Investigating Vision-Language Model for Point Cloud-based Vehicle Classification
Yiqiao Li, Jie Wei, Camille Kamga
TL;DR
The paper tackles heavy-duty truck classification using roadside LiDAR while reducing annotation burden. It introduces a pipeline that converts sparse LiDAR point clouds into dense 2D renderings via point cloud registration and smoothing, then applies in-context few-shot prompting with a vision-language model to classify among 12 vehicle types. Key contributions include leveraging real-world LiDAR data, a point cloud image preprocessing workflow, and a few-shot prompting strategy that achieves competitive F1 scores with as few as 3 demonstrations. This approach has practical implications for safer cooperative driving by enabling scalable truck classification with reduced labeling costs.
Abstract
Heavy-duty trucks pose significant safety challenges due to their large size and limited maneuverability compared to passenger vehicles. A deeper understanding of truck characteristics is essential for enhancing the safety perspective of cooperative autonomous driving. Traditional LiDAR-based truck classification methods rely on extensive manual annotations, which makes them labor-intensive and costly. The rapid advancement of large language models (LLMs) trained on massive datasets presents an opportunity to leverage their few-shot learning capabilities for truck classification. However, existing vision-language models (VLMs) are primarily trained on image datasets, which makes it challenging to directly process point cloud data. This study introduces a novel framework that integrates roadside LiDAR point cloud data with VLMs to facilitate efficient and accurate truck classification, which supports cooperative and safe driving environments.
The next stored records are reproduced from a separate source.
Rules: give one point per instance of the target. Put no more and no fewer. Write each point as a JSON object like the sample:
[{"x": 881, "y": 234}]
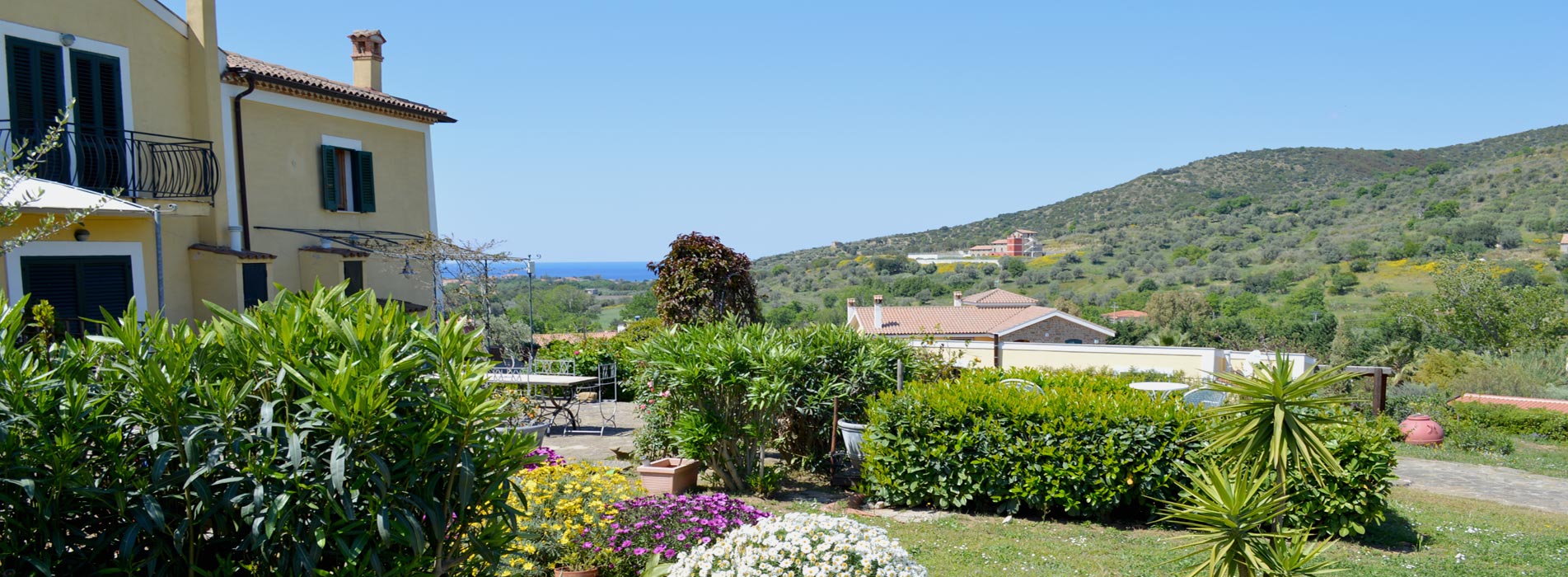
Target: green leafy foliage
[
  {"x": 317, "y": 433},
  {"x": 729, "y": 384},
  {"x": 1515, "y": 420},
  {"x": 1357, "y": 496},
  {"x": 1084, "y": 446}
]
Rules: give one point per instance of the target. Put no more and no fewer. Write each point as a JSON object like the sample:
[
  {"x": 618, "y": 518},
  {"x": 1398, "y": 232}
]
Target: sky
[{"x": 599, "y": 130}]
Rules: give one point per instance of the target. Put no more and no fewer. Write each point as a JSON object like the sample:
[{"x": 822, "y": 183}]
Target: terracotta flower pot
[
  {"x": 668, "y": 476},
  {"x": 1421, "y": 430}
]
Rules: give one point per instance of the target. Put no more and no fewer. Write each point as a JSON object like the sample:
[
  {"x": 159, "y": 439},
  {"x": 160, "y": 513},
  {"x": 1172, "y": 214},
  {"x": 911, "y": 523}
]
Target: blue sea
[{"x": 635, "y": 270}]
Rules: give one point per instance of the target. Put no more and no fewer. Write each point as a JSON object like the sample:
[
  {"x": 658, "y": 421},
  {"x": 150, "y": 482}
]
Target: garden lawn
[
  {"x": 1425, "y": 535},
  {"x": 1534, "y": 457}
]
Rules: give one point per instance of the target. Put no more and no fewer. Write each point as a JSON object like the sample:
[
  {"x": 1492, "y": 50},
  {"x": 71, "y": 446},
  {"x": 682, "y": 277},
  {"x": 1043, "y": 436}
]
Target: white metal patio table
[{"x": 1154, "y": 387}]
This study introduces three key innovations: (1) leveraging real-world LiDAR datasets for model development, (2) designing a preprocessing pipeline to adapt point cloud data for VLM input, including point cloud registration for dense 3D rendering and mathematical morphological techniques to enhance feature representation, and (3) utilizing in-context learning with few-shot prompting to enable vehicle classification with minimally labeled training data. Experimental results demonstrate encouraging performance of this method and present its potential to reduce annotation efforts while improving classification accuracy.